SELinux is flexible Mandatory Access Control (MAC) for Linux. This differs from the standard Discrestionary Access Control (DAC) system of unix octal permissions and acls as the owner of a file in a DAC system is also free to change it's DAC permission. In a MAC system, even owning a file is not sufficient for you to remove or alter it's MAC labels.

SELinux Concepts

SELinux rules are based on type enforcement. This takes the label of the current process, the label of the target, and the label of the type of action, to determine if this should be allowed to proceed.

For example, if a process with the label `unconfined_t` attempted to perform the action of `write` to a file with a label of `user_home_t` this is allowed because this action is permitted in the set of rules for that triplet.

However, if a process with a label of `chronyd_t` attempted to `write` to a file with `user_home_t` this would be denied as the chronyd process should never need to write to a user home directory.

This is how a system like SELinux provides security boundaries to processes to limit what they can do.

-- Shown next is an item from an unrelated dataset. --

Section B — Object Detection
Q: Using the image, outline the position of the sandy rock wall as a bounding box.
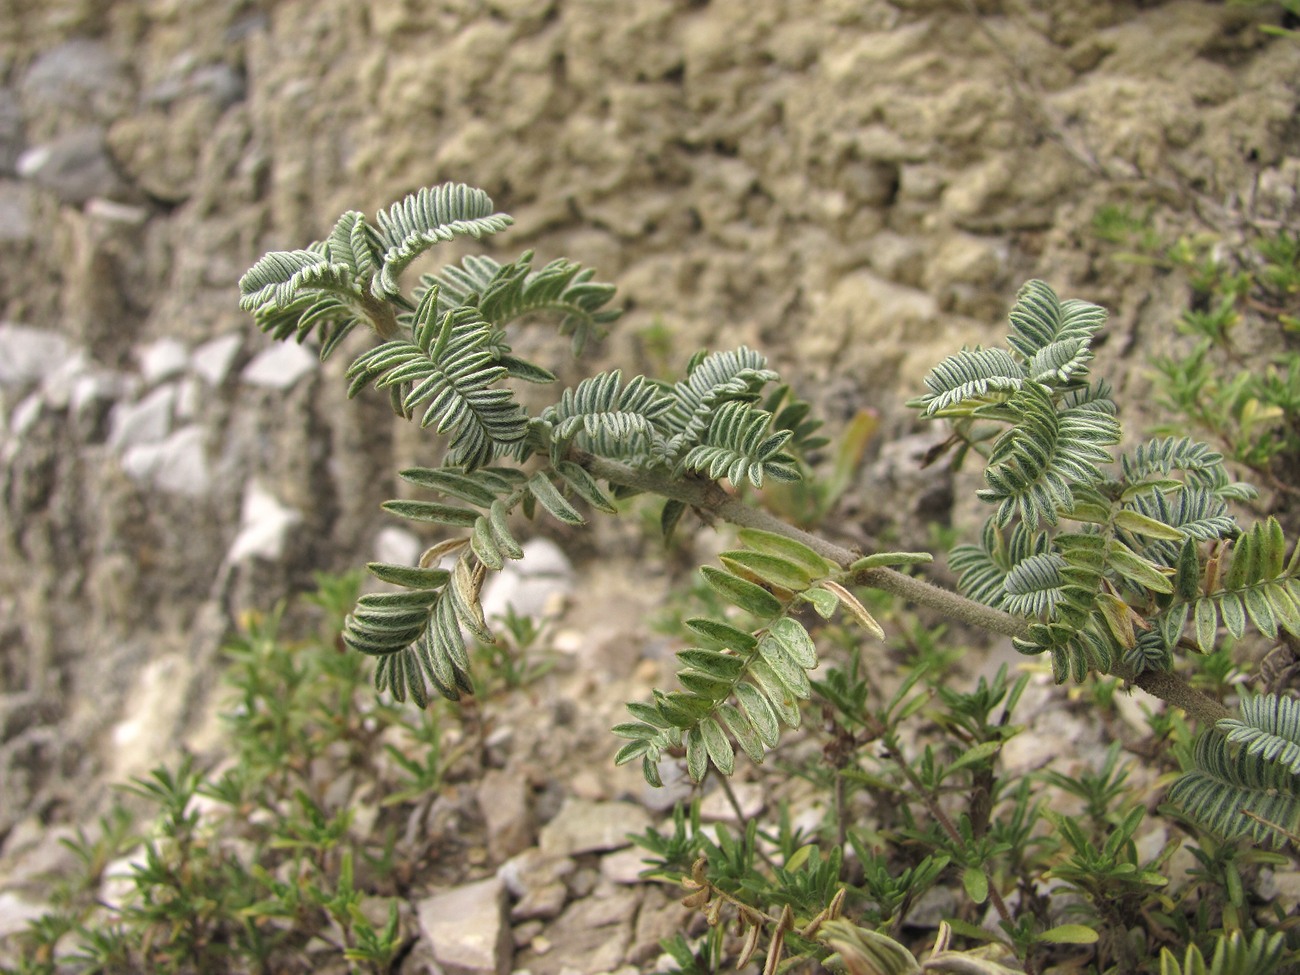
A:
[0,0,1296,830]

An important concept in SELinux is a transition - the act of changing a running processes label from a source to a destination.

For example when you launch a process in your shell since the shell runs as unconfined_t then no transition occurs and the new process inherits this type. If something like a webserver were compromised by an attacker, then any new processes from the webserver context httpd_t would also remain in httpd_t. This is how SELinux confines what a compromised process can achieve by preventing the process from changing it's own context.

However, there are cases where we don't want to remain in the context of the source process. We need to change our context. This requires a transition. Given a running process with source type S, and a binary with type B, if a transition rule exists for S + B then the process will be created in a target context T.

For example, systemd runs as init_t and when it starts the webserver service from it's binary which is labeled as httpd_exec_t, then a transition rule exists between init_t + httpd_exec_t and the resulting process runs in the target context of httpd_t. These transitions are critical to how an SELinux enforcing system operates.